In most articles about Edmonton’s Maren Ord you learn two things. She’s a Mormon and she has a relationship with Randy Bachman (don’t go getting creepy – the Canadian rock vet simply teamed up with the up-and-coming Ord as a songwriting partner and producer for her latest EP, Not Today). Now that those facts are out of the way, let’s talk about something more interesting – her music.

Yes, she’s a girl. Yes, she plays guitar. Yes, she released a record on the Nettwerk label and played the Lilith Fair tour (which led to some head-scratching comparisons to Sarah McLachlan). But ultimately, Ord wants to rock. Now releasing albums independently, the Juno-nominated artist isn’t surprised that people lumped her in with the ethereal Canadian pop diva. You can’t ignore obvious facts.

"I love to rock out onstage with a full band, but you have to remember my roots, too," she says. "I’m a girl with a guitar and that is what I love to do. I love to write songs and I love to sing. That’s generally where I came from."

Still, the first single from Not Today seems to do its best to obliterate the McLachlan connection. "Life is a Train," a chunky rocker featuring some simplistic lyrical assistance from Bachman, may not be Ord’s strongest moment, but as an album opener, the sonic blast of revved-up guitars certainly puts her in the rock camp.

The rest of the album is thick, sweet, hooky and even sweeping at times, leaving several clues to Ord’s musical past. Weaned on Brit pop in her late teens, Ord is taking care of business with Bachman (as she puts it "he knows how to write a hit"), but that doesn’t change the fact that she is a big fan of emo posterboys Dashboard Confessional. That influence ably explains the hooky mid-album stunner "Say Goodbye."

"I wrote that song when I started learning a lot of the different tunings that Dashboard Confessional uses," she says. "When you learn something new from different artists, you want to incorporate that into your own work."

As such, her album doesn’t repeat itself. Instead she draws her influences together and wraps them up with personal experience.
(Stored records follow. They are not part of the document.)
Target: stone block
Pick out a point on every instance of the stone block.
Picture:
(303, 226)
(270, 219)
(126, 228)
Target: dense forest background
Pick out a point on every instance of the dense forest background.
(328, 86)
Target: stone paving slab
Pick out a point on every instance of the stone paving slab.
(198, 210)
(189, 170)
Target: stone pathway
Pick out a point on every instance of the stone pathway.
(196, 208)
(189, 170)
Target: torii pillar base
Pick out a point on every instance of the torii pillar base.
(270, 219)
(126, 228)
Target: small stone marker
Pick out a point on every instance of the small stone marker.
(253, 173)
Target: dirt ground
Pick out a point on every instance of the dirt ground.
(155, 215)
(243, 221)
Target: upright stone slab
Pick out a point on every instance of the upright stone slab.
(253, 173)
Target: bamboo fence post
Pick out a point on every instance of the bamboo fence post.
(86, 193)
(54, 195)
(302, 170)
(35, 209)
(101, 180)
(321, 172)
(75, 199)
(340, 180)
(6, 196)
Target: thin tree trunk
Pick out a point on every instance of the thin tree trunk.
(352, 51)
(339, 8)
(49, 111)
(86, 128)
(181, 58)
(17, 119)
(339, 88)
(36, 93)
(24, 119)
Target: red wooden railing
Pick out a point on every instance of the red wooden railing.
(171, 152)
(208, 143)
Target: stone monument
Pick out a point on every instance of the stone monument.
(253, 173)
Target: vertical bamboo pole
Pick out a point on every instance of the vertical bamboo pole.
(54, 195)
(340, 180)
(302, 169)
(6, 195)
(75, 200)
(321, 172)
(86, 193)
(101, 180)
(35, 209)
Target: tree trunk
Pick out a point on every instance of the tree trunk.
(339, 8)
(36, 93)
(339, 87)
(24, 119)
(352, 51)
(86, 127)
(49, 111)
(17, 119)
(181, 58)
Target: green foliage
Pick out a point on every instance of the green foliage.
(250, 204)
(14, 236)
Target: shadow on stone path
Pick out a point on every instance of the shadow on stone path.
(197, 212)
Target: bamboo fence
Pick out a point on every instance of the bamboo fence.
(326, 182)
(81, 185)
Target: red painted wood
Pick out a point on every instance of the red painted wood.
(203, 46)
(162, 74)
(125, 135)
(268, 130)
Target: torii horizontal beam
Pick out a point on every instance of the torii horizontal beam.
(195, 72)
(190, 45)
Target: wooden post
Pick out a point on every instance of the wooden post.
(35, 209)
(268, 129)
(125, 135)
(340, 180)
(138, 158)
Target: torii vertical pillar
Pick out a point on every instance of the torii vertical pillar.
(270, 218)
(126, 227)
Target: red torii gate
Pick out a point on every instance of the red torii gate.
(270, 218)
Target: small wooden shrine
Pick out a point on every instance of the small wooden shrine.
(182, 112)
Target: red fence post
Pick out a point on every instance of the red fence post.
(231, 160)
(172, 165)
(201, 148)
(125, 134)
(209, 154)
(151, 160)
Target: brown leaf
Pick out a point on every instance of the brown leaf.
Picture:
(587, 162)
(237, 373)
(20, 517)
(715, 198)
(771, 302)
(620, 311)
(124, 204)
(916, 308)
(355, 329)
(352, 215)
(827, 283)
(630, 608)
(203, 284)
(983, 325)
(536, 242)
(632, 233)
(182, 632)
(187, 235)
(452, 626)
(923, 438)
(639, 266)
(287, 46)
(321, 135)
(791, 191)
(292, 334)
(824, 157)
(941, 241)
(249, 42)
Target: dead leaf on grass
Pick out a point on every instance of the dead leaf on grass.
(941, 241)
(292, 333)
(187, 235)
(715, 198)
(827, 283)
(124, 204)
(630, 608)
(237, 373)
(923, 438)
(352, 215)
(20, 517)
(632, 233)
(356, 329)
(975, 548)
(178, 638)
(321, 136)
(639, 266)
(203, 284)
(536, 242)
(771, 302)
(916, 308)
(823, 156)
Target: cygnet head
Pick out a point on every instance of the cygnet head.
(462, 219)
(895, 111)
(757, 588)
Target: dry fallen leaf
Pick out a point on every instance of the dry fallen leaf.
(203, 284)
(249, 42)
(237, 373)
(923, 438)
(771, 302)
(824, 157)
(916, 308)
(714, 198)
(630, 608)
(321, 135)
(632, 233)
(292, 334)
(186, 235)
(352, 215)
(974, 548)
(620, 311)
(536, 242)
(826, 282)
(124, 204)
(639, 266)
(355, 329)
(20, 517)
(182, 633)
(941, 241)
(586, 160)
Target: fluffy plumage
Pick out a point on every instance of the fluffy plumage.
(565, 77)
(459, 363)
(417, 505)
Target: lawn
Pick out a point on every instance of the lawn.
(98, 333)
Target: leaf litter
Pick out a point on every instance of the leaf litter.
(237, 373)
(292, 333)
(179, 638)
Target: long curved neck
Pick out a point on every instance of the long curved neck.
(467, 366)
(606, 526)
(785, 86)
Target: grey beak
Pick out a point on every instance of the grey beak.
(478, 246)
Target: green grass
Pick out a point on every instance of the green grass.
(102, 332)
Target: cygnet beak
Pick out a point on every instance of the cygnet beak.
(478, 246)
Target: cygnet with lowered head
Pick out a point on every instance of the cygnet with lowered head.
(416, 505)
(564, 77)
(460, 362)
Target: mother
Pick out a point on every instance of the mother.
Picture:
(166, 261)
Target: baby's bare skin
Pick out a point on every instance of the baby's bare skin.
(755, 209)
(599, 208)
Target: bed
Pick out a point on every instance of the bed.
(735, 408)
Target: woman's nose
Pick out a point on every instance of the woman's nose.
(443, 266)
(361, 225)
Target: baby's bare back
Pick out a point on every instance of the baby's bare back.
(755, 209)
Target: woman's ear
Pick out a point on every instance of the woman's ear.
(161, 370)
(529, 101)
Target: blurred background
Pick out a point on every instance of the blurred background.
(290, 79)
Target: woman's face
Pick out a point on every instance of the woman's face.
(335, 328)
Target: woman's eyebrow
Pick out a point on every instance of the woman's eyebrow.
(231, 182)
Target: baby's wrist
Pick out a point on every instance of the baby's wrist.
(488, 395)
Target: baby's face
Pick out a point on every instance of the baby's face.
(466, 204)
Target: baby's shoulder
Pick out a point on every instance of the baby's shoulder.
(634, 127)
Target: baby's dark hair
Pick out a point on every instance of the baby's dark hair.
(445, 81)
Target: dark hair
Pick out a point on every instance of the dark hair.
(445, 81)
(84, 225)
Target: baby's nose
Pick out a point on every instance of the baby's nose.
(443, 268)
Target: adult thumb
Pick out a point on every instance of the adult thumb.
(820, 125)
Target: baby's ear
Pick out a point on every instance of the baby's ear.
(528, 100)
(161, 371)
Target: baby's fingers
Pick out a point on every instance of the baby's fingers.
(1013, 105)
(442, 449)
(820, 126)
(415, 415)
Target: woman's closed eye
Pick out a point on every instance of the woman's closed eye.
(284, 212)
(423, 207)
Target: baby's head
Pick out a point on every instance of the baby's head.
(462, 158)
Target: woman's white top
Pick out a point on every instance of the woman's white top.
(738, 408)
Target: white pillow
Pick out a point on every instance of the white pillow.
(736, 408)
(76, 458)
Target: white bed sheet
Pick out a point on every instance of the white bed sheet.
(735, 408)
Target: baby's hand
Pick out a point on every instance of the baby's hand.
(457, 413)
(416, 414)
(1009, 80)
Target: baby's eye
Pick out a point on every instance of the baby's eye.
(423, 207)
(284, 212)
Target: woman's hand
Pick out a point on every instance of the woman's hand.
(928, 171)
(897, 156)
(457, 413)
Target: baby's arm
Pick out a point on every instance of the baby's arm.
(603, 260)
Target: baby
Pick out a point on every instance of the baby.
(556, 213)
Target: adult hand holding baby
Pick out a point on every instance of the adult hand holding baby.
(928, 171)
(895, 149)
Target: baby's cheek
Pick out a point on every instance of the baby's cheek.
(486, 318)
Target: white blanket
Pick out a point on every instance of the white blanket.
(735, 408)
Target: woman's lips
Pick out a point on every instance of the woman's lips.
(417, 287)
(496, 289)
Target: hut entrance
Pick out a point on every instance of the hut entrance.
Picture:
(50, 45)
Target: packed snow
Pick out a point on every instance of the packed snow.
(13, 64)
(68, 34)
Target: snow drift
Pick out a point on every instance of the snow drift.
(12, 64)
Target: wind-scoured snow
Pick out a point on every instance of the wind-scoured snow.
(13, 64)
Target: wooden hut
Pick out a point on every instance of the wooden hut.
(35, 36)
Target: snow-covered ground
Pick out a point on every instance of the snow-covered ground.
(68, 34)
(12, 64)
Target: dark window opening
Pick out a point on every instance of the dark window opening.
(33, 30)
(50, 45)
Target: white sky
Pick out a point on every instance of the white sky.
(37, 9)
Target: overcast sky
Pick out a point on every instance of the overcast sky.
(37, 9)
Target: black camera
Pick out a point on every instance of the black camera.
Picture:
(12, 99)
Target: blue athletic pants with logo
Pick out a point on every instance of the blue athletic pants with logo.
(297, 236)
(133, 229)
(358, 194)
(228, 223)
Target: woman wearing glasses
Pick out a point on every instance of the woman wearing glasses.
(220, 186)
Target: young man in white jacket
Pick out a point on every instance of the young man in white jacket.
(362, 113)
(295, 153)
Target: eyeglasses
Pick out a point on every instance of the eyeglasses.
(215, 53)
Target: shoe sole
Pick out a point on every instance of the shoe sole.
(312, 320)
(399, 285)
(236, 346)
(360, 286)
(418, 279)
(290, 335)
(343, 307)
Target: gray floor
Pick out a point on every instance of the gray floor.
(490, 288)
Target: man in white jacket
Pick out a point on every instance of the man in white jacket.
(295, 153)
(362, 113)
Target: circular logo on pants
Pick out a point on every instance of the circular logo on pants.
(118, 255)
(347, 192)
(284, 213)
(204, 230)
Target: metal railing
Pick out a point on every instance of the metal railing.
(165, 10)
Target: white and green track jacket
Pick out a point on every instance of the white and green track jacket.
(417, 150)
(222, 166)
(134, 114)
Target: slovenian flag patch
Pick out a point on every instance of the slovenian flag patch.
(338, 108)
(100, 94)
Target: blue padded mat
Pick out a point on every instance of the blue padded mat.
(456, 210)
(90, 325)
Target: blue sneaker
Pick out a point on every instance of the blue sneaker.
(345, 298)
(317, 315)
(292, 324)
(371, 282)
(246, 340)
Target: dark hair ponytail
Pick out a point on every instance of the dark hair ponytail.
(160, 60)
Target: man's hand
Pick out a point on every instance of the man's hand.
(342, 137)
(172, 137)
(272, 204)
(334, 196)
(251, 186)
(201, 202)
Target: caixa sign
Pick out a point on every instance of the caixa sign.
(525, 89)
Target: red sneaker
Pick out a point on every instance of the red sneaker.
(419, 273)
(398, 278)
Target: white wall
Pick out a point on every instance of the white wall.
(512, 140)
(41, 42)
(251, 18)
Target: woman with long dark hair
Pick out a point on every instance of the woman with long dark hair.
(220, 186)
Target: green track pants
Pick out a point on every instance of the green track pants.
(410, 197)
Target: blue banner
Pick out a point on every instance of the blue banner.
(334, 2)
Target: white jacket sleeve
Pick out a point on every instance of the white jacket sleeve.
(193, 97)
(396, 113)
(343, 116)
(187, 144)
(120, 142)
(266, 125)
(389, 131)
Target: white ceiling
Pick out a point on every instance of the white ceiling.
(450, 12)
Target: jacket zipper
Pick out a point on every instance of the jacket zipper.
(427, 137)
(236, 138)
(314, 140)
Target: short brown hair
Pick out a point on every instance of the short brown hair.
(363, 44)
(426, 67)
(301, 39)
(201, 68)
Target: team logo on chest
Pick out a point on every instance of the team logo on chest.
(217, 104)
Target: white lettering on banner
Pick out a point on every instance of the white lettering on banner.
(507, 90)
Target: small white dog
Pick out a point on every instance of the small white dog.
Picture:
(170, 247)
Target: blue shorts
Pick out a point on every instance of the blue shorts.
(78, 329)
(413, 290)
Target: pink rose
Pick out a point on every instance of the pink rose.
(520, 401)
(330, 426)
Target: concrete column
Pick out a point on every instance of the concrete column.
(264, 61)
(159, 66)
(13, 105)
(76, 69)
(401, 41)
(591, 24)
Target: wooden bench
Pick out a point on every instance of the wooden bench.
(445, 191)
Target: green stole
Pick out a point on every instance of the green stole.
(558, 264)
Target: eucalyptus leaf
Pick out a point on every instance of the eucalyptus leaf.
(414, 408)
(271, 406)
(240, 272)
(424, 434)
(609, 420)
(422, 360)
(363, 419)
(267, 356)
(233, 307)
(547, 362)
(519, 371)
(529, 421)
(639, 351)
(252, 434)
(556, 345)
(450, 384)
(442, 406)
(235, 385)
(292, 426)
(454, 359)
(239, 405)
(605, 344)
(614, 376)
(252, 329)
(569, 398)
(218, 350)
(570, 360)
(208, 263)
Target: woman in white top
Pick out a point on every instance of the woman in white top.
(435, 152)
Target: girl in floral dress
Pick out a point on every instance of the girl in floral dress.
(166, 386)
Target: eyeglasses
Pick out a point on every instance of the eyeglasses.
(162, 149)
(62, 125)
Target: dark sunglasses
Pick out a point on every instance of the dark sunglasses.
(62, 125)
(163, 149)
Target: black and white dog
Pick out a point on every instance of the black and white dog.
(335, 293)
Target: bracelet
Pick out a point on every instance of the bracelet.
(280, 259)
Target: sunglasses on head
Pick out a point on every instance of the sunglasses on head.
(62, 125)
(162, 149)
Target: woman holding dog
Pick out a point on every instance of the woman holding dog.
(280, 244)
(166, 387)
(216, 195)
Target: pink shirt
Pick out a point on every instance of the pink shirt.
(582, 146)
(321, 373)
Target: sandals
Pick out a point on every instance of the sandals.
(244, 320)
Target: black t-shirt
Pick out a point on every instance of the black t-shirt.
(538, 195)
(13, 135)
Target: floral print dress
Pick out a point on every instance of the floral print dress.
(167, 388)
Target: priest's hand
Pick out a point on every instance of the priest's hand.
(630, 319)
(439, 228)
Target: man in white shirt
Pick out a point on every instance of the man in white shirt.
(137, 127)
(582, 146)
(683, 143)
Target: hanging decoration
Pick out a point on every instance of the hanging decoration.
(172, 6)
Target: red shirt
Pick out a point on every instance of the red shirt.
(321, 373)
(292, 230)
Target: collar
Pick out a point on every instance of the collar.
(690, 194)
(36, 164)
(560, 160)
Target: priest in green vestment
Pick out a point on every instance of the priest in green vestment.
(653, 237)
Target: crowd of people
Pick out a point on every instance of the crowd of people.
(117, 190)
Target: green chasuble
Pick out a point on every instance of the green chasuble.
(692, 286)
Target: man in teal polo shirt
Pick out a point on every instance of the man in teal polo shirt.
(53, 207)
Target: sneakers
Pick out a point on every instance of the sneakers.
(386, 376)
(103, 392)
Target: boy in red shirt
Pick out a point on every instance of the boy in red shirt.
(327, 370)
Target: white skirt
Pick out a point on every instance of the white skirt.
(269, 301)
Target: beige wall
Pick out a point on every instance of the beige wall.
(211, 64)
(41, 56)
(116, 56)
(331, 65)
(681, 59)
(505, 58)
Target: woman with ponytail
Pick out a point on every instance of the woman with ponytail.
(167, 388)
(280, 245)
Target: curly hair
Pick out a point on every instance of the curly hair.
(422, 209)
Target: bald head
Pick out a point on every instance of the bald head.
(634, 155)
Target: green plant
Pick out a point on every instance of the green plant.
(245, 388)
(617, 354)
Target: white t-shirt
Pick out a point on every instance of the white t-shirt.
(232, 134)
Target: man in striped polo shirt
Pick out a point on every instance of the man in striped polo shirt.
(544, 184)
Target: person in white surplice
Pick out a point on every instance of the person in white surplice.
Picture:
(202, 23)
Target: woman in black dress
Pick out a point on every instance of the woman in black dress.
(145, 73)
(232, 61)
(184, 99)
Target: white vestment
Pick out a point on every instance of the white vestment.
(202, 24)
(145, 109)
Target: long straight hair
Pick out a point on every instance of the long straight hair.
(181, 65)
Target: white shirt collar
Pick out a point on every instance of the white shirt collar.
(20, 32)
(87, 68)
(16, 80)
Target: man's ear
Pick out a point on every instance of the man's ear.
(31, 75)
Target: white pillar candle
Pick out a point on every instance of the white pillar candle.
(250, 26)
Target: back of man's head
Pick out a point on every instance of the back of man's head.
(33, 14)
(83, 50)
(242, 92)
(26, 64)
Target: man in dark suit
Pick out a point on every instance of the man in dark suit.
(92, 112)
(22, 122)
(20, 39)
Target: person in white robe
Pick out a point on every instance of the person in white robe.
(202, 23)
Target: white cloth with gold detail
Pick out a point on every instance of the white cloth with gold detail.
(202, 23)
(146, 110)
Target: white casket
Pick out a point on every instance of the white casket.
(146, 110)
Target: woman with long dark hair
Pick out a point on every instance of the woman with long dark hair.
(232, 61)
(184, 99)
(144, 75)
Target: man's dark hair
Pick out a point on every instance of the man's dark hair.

As it stands, half of the album has been released as singles, so it’s clear that Ord wants to get her music out there. Having toured hard for the past few months, when she gets off the road she wastes no time getting back to the creative process. She is already writing songs for a full-length slated for a 2006 release, and thanks to a generous Christmas gift from her husband, in the form of a home recording studio, Ord has been plugging away on an acoustic album that should see light this summer.

Yes, an acoustic album. But don’t think that Ord is trying to reclaim the Nettwerk years. She’s just trying to live out her musical dreams.

"I don’t consider myself a rock ’n’ roll legend or anything," she says. "I like to have variety in the type of music I put out, so an acoustic album is something that I have always wanted to do. I’m just grateful to have gotten to the point where I can get away with doing something like that and continue on with a music career. It’s more for fun for me."